Imkie asserts she should be granted a motion for a new trial under the equitable principles of Craddock. See 133 S.W.2d at 124. In Craddock, the Texas Supreme Court held that under equitable principles a default judgment should be set aside when the “defendant” establishes (1) the failure to answer was not intentional or the result of conscious indifference, but the result of an accident or mistake, (2) the motion for new trial sets up a meritorious defense, and (3) granting the motion will occasion no undue delay or otherwise injure the plaintiff. Craddock, 133 S.W.2d at 126. Craddock does not apply to plaintiffs; it is an equitable principle applicable to judgments rendered against defendants. Craddock, 133 S.W.2d at 126 (noting that its new rule “prevents an injustice to the defendant without working an injustice on the plaintiff”); see also, e.g., In re R.R., 209 S.W.3d 112, 115 (Tex. 2006) (“When determining whether the defendant’s failure to file an answer was intentional or due to conscious indifference, a court looks to the knowledge and acts of the defendant.”); Director, State Employees Workers’ Comp. Div. v. Evans, 889 S.W.2d 266, 270 (Tex. 1994) (“Once a defendant has alleged that granting a new trial will not injure the plaintiff, the burden of going forward with proof of injury shifts to the plaintiff.”); Hornell Brewing Co., Inc. v. Lara, 252 S.W.3d 426, 428 (Tex. App.—Houston [14th Dist.] 2008, no pet.) (“If a defendant meets all three Craddock elements, the trial court abuses its discretion in failing to order a new trial.”).

We recognize that the Texas Supreme Court has extended the equitable principles in Craddock into summary judgments under limited circumstances where a pro se non-movant defendant appeared in person but mistakenly did not respond in writing to a summary judgment. Wheeler v. Green, 157 S.W.3d 439, 442 (Tex. 2005). The general rule, however, is that Craddock is inapplicable to summary judgments where the non-movant, who had notice of the hearing and an opportunity to seek a continuance or request leave to file a late response, failed to timely respond to a summary judgment motion. Carpenter v. Cimarron Hydrocarbons Corp., 98 S.W.3d 682, 686 (Tex. 2002).

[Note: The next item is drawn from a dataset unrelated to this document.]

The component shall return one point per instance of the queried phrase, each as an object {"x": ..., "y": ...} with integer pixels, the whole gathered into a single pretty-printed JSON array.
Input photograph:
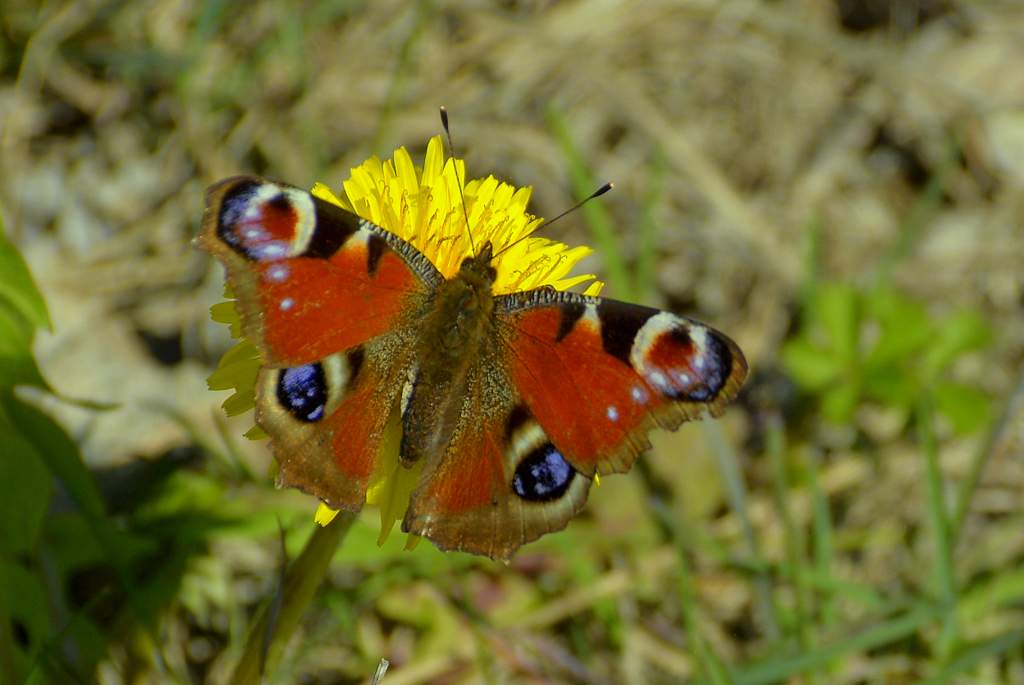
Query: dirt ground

We conclude the equitable principles of Craddock do not apply to this situation where Imkie, the plaintiff, failed to secure new trial counsel for over five months after her counsel withdrew from the case, received notice of the summary judgment hearing, received the summary judgment motion, and failed to request leave to file a late response. Id. We hold the trial court properly overruled Imkie’s motion for new trial that asserted the principles of Craddock. We overrule Imkie’s second issue.

* * *

See: http://www.1stcoa.courts.state.tx.us/opinions/htmlopinion.asp?OpinionId=88020

Outcome: We affirm the judgment of the trial court.